The list of awardees is diverse and distinguished, ranging from musicians like Bruce Springsteen and Joan Baez to social activists like United Farm Workers co-founder Dolores Huerta and TV host Rachel Maddow. This year's recipient is the novelist Khaled Hosseini, author of The Kite Runner and two more novels set in his native Afghanistan. Hosseini is being recognized not only for his beautiful and deeply moving fiction, but also for his humanitarian work. Together with his wife, Roya, he founded the Khaled Hosseini Foundation, which builds shelters for Afghan refugees and provides economic opportunities, education, and healthcare for women and children. He has also served as a special envoy for the UN's refugee agency, the UNHCR.

It's hard to believe that Mr. Hosseini will be the first fiction writer to receive the Steinbeck Award. Plenty of novelists know how to tell a good story, and plenty try to raise consciousness through their work, but very few do both. Steinbeck used his fiction to call attention to the plight of migrant farmworkers, in particular the "Okies" of the 1930s, a group that many Americans had heard of, but did not know much about. Khaled Hosseini's work does this for people of Afghanistan, a population most Americans know only from the news. His first novel, The Kite Runner, published in 2003, sat atop the bestseller list for two years not just because of the unforgettable story of Amir and Hassan, but because the story helped Americans understand a place and a people distorted by news accounts. Hosseini took us inside Afghan homes, inside Afghan families. His next two novels, 2007's A Thousand Splendid Suns and 2013's And the Mountains Echoed, extend our understanding even further, moving beyond Kabul to remote mountain villages, to the ancient poet's city of Herat, exploring more of Afghanistan's fascinating culture and heritage. 2014 marks the 75th anniversary of the publication of Steinbeck's masterpiece, The Grapes of Wrath. I can't think of a more appropriate way to mark the occasion than to honor a writer whose work opened our eyes like Steinbeck's did 75 years ago.

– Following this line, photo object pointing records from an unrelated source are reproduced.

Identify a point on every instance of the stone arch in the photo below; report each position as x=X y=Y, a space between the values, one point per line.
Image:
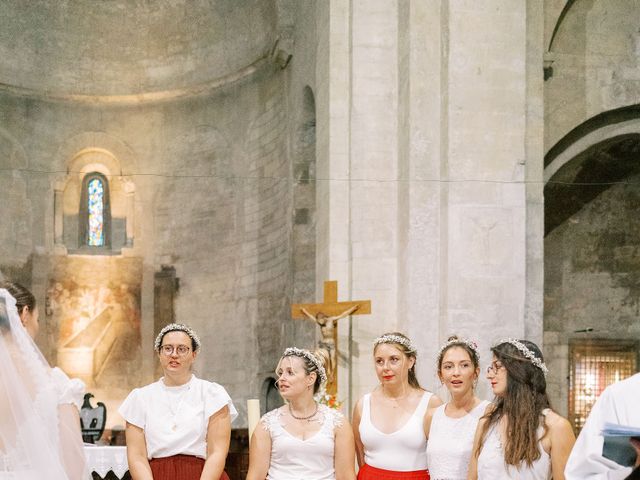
x=81 y=155
x=269 y=396
x=592 y=238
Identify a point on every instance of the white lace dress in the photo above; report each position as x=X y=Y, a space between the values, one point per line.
x=295 y=459
x=451 y=442
x=491 y=464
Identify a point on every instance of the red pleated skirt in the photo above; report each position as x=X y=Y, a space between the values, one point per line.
x=367 y=472
x=179 y=467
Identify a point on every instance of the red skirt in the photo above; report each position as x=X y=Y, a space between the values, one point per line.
x=367 y=472
x=179 y=467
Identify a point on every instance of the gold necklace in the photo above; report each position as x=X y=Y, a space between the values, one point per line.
x=308 y=419
x=395 y=400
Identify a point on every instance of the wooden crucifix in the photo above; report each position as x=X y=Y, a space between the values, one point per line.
x=326 y=315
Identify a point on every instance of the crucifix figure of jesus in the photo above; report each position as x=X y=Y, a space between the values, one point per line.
x=326 y=316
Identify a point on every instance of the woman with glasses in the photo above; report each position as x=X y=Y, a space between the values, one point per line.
x=389 y=423
x=520 y=437
x=180 y=426
x=302 y=439
x=451 y=427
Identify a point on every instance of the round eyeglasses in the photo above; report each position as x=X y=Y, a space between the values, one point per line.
x=494 y=368
x=181 y=350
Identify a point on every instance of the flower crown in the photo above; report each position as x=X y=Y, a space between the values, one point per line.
x=177 y=327
x=528 y=354
x=395 y=339
x=300 y=352
x=457 y=341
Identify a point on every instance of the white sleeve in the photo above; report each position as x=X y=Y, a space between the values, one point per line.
x=69 y=390
x=586 y=461
x=216 y=397
x=133 y=409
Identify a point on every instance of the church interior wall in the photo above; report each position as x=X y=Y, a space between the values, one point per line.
x=588 y=259
x=594 y=55
x=591 y=280
x=211 y=174
x=215 y=203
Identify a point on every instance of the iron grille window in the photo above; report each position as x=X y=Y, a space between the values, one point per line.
x=594 y=365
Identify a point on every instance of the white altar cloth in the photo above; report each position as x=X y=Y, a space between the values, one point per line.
x=103 y=459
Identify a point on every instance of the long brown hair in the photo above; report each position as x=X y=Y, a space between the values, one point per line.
x=409 y=353
x=23 y=296
x=521 y=405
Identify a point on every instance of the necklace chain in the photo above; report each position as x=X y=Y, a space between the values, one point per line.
x=304 y=418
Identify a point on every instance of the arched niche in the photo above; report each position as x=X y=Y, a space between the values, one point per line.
x=270 y=396
x=72 y=203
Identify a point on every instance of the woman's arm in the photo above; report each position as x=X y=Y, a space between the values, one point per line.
x=218 y=438
x=426 y=424
x=259 y=454
x=357 y=414
x=473 y=463
x=344 y=452
x=137 y=453
x=562 y=440
x=71 y=444
x=434 y=401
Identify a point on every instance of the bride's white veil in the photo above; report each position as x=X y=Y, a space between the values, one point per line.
x=30 y=445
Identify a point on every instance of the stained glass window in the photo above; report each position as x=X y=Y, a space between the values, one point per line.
x=96 y=212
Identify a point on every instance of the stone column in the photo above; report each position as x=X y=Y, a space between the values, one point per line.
x=129 y=191
x=373 y=176
x=58 y=217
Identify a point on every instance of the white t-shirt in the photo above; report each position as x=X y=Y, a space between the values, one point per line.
x=451 y=443
x=310 y=459
x=175 y=419
x=404 y=450
x=620 y=404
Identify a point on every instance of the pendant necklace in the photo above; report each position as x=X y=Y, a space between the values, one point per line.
x=307 y=418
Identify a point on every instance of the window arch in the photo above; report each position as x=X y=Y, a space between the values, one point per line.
x=95 y=212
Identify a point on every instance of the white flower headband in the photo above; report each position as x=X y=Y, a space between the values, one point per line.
x=457 y=341
x=395 y=339
x=524 y=350
x=300 y=352
x=177 y=327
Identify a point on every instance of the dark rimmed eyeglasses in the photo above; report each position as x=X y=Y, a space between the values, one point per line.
x=181 y=350
x=494 y=368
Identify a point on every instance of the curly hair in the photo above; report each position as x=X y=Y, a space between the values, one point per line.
x=522 y=404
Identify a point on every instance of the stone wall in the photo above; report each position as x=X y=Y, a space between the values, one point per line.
x=595 y=55
x=212 y=199
x=591 y=279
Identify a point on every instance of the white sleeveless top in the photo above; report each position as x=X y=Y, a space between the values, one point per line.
x=451 y=442
x=404 y=450
x=295 y=459
x=491 y=465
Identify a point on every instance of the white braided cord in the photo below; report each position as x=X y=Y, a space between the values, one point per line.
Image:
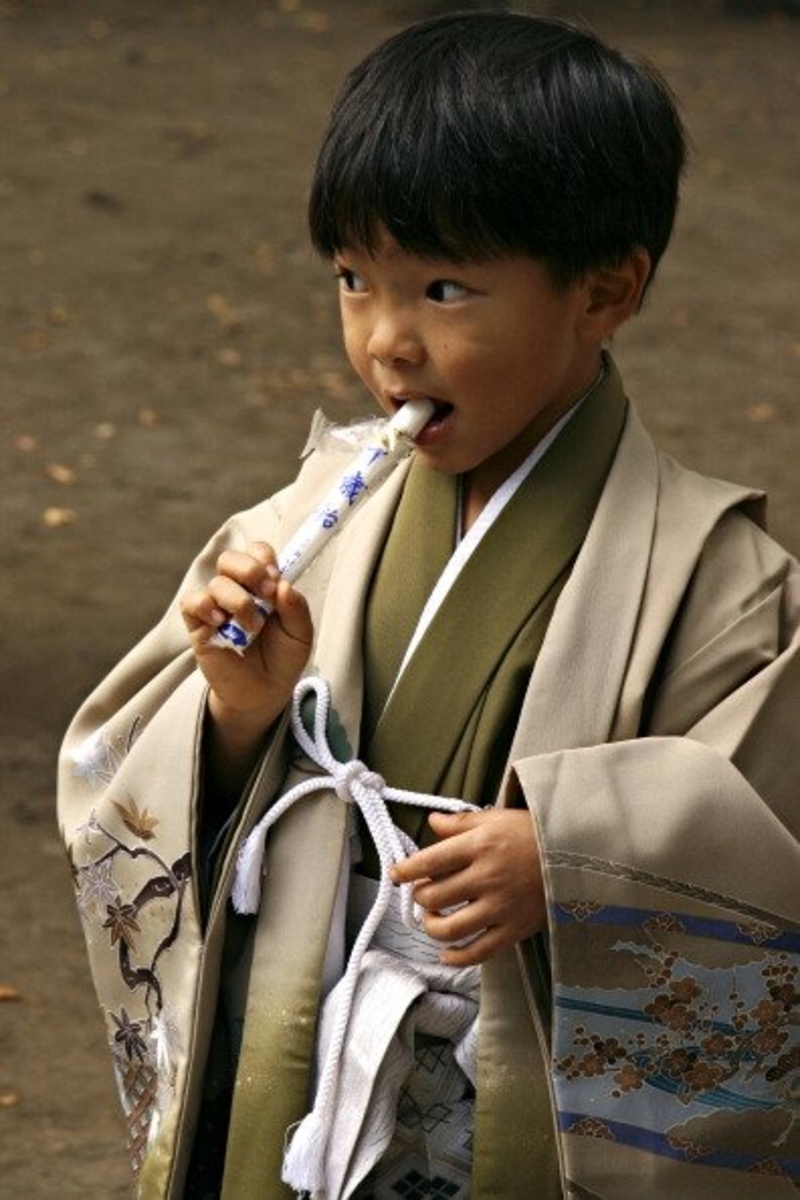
x=353 y=784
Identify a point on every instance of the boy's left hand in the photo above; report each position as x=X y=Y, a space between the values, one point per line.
x=489 y=864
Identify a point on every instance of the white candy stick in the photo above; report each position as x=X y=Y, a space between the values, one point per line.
x=368 y=469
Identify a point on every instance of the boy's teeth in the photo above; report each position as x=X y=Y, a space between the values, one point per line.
x=413 y=417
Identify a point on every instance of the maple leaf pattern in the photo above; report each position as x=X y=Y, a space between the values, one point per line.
x=136 y=821
x=122 y=924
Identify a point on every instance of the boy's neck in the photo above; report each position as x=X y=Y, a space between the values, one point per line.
x=476 y=487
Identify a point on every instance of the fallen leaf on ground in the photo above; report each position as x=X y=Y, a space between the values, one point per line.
x=762 y=413
x=56 y=517
x=61 y=474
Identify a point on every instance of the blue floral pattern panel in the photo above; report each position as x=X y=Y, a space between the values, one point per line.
x=675 y=1029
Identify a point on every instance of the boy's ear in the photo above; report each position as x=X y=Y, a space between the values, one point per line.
x=614 y=293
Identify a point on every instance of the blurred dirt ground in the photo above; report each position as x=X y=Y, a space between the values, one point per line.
x=167 y=335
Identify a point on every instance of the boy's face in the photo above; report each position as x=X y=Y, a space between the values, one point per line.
x=494 y=345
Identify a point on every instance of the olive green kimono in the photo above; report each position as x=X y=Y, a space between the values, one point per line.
x=642 y=1047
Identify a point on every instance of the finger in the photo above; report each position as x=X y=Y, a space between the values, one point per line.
x=292 y=610
x=477 y=951
x=236 y=601
x=465 y=922
x=450 y=825
x=433 y=862
x=446 y=892
x=199 y=610
x=256 y=571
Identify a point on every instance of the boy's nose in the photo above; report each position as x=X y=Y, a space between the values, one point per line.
x=394 y=340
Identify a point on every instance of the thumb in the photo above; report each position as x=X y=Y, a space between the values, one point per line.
x=292 y=611
x=450 y=825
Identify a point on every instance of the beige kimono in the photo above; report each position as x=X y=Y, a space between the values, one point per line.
x=644 y=1048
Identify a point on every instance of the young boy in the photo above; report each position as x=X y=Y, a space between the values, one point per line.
x=539 y=615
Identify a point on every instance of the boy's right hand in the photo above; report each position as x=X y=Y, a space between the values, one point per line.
x=253 y=688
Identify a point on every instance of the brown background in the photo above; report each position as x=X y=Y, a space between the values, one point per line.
x=167 y=335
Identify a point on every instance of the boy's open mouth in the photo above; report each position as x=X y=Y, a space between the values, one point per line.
x=441 y=411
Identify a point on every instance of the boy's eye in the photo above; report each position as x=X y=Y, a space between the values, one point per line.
x=349 y=281
x=443 y=291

The award ceremony is open to the public. It will be held Wednesday, September 10, at 7:30pm, in the new Student Union at San Jose State. Before accepting the award, Hosseini will discuss his life and work onstage with radio host Pat Thurston. We will be joined also by Jan Sanchez, the English teacher who introduced Khaled Hosseini to Steinbeck in her class at Independence High School in San Jose over thirty years ago.
Tickets are $25 ($10 for students with ID) and are available at Eventbrite, Ticketmaster outlets, and the SJSU Event Center Box Office. The event is sponsored by Student Union, Inc. and the Martha Heasley Cox Center for Steinbeck Studies. I hope you will join us in honoring this important American author.